A finite state machine node can be used to implement any class of finite state machine (FSM). In the case of a really large or complex FSM, the machine can be spread across multiple FSM nodes, or different portions of the state machine can be time-sliced across a single node. This means that the node can be adapted to execute different portions of the state machine on the fly.
A scalar node can be used to execute legacy code, while a configurable input/output node (not shown in the figure) can be used to implement I/O in the form of a UART or bus interfaces such as PCI, USB, Firewire and other I/O-intensive actions.

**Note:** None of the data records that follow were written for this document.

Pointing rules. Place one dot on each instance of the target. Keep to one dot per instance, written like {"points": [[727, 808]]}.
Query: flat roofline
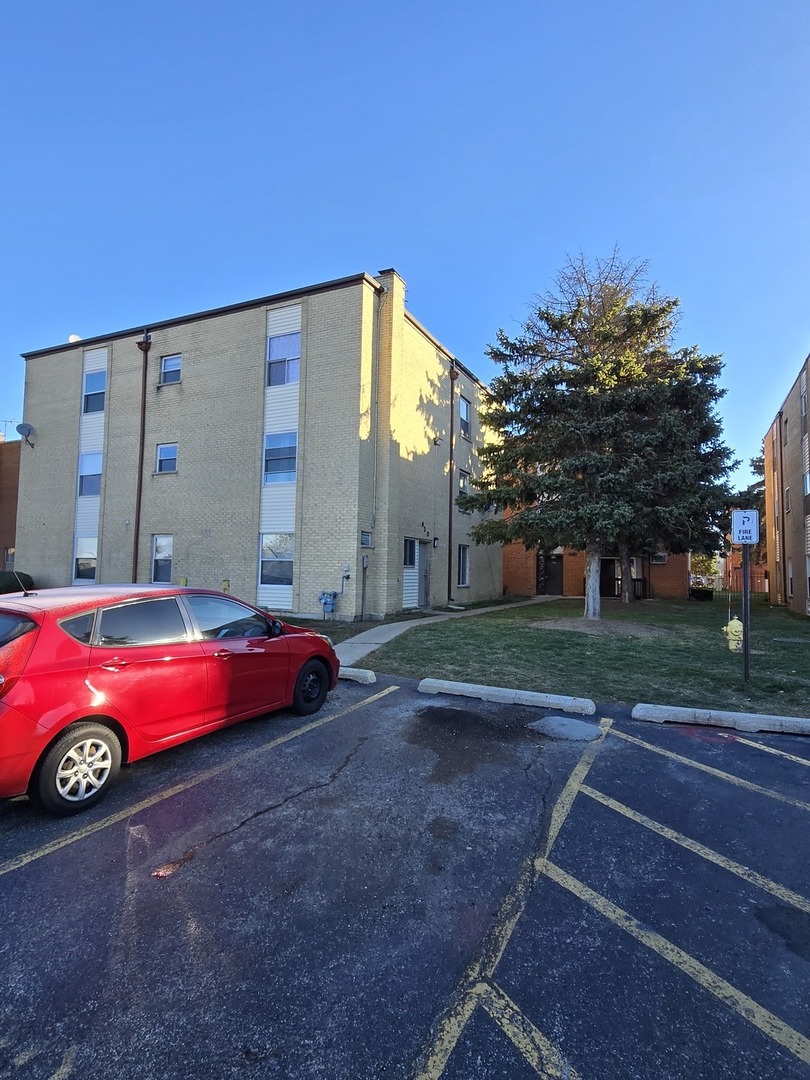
{"points": [[454, 360], [211, 313]]}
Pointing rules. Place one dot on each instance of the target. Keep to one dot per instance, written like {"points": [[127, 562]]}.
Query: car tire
{"points": [[78, 770], [311, 688]]}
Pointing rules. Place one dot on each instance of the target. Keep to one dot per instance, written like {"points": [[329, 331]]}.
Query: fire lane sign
{"points": [[744, 526]]}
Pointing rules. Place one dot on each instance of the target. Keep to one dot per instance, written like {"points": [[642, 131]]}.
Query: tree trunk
{"points": [[629, 593], [593, 568]]}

A key advantage of the ACM's architecture is that any node can be adapted to perform a new function, clock cycle by clock cycle. This means that any portion of the ACM from just a few nodes and interconnects up to the entire chip can be adapted in a single clock cycle. This results in a radical change in the way algorithms are implemented today. Rather than passing data from function to function, the data can remain resident in a node while the function of the node changes on a clock cycle-by-clock cycle basis. It also means that, unlike an ASIC implementation, the ACM can be adapted tens or hundreds of thousands of times a second, so that only those portions of an algorithm that are actually being executed need to be resident in the chip at any one time. This reuse of gates enables tremendous reductions in silicon area and power consumption.

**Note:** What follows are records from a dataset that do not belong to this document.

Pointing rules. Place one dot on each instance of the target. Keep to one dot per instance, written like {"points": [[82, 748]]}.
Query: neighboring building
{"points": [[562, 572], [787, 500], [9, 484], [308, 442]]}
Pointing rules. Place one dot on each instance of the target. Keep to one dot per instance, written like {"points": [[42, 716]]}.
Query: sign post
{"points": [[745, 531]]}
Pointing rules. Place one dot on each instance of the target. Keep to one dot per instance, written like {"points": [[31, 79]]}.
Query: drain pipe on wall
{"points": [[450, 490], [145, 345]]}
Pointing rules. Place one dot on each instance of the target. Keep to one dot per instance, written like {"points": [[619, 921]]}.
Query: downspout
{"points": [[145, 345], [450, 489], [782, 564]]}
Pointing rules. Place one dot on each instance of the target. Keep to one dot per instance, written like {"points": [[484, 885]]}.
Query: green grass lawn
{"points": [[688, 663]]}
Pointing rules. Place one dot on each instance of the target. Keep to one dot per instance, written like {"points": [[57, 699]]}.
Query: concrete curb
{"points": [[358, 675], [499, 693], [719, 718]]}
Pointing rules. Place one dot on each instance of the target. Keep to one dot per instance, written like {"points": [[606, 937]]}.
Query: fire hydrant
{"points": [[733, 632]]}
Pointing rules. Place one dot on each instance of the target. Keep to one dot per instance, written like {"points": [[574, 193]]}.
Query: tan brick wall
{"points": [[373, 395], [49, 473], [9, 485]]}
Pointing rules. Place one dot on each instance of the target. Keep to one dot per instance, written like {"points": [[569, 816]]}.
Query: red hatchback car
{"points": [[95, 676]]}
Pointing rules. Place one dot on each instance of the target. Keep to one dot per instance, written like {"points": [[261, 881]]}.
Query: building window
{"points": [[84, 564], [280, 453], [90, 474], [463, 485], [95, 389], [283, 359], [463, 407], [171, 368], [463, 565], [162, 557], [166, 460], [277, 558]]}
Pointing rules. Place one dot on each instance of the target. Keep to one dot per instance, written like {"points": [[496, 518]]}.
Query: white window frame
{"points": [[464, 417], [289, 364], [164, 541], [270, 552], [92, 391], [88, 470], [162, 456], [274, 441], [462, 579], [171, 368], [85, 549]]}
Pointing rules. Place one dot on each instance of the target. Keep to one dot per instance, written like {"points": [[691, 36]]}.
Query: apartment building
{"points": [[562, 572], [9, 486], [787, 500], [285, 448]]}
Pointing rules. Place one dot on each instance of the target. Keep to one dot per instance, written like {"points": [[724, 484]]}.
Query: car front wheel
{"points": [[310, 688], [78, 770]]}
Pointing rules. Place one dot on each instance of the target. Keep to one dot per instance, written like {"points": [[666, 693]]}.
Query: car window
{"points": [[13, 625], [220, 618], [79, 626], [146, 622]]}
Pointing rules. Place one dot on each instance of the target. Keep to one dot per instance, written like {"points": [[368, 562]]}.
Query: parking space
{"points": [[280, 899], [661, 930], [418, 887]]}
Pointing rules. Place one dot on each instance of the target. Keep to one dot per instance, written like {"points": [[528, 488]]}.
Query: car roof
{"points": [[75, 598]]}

Since the ACM's architecture is fractal in nature, it is totally scalable. A four-node cluster is formed from an arithmetic, bit-manipulation, FSM and scalar node, which is connected via a Matrix Interconnection Network (MIN). A 16-node cluster is formed from four 4-node clusters linked by their own MIN, while a 64-node cluster is formed from four 16-node clusters linked by their own MIN, and so forth. An ACM can contain from one to thousands of node clusters, as required.
Design advantages
ACM designs are represented in SilverWare, which is the C language augmented with temporal and spatial extensions. This means that, unlike an ASIC-based implementation in which algorithms are effectively frozen in silicon, the ACM can be quickly and easily adapted to accommodate the numerous evolving standards and protocols used in today's designs. In addition to accelerating time-to-market, this approach eases design reuse and reduces the risk of failure.

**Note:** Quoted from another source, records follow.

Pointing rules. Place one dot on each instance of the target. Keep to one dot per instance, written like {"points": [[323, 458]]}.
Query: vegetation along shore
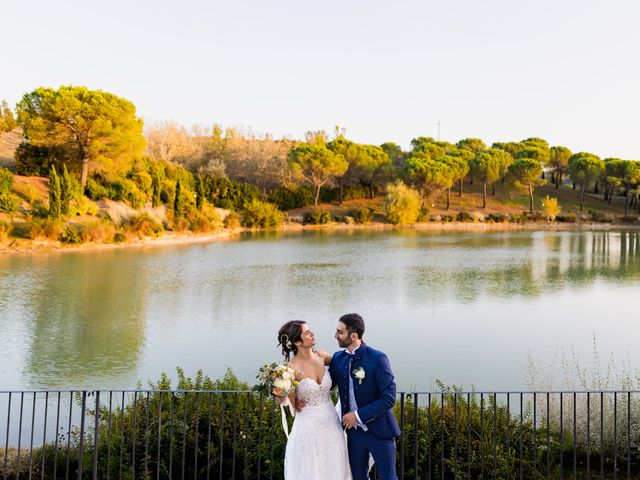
{"points": [[78, 169]]}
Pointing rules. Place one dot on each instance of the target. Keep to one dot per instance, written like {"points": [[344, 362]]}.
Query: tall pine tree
{"points": [[55, 194]]}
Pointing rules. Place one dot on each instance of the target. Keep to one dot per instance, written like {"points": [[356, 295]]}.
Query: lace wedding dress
{"points": [[317, 446]]}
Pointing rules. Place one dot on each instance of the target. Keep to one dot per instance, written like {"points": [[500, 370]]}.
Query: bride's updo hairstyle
{"points": [[288, 335]]}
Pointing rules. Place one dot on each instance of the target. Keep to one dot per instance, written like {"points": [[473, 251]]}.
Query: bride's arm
{"points": [[326, 356]]}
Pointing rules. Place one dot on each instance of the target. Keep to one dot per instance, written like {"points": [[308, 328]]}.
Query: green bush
{"points": [[6, 181], [360, 215], [5, 228], [402, 204], [145, 225], [71, 235], [629, 219], [202, 221], [95, 190], [317, 216], [567, 218], [257, 214], [496, 218], [9, 202], [81, 206], [465, 217], [45, 228], [288, 199], [230, 194]]}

ACM technology also eliminates the very difficult problems associated with hardware/software co-design, because the entire system is initially represented as software. Having said this, it's important to understand that SilverWare is not executed by the ACM in the same way that machine code is processed by a DSP, i.e., executing a long stream of instructions. Instead, SilverWare is used to dynamically adapt the ACM on the fly to create the exact hardware needed to perform whichever algorithmic tasks are required at any particular time. Complex algorithmic elements can be thought of as the smallest operators, and many of these complex algorithmic elements are temporally or spatially combined to form an application. In essence, software becomes hardware.
Paul Master is the CTO of QuickSilver Technology.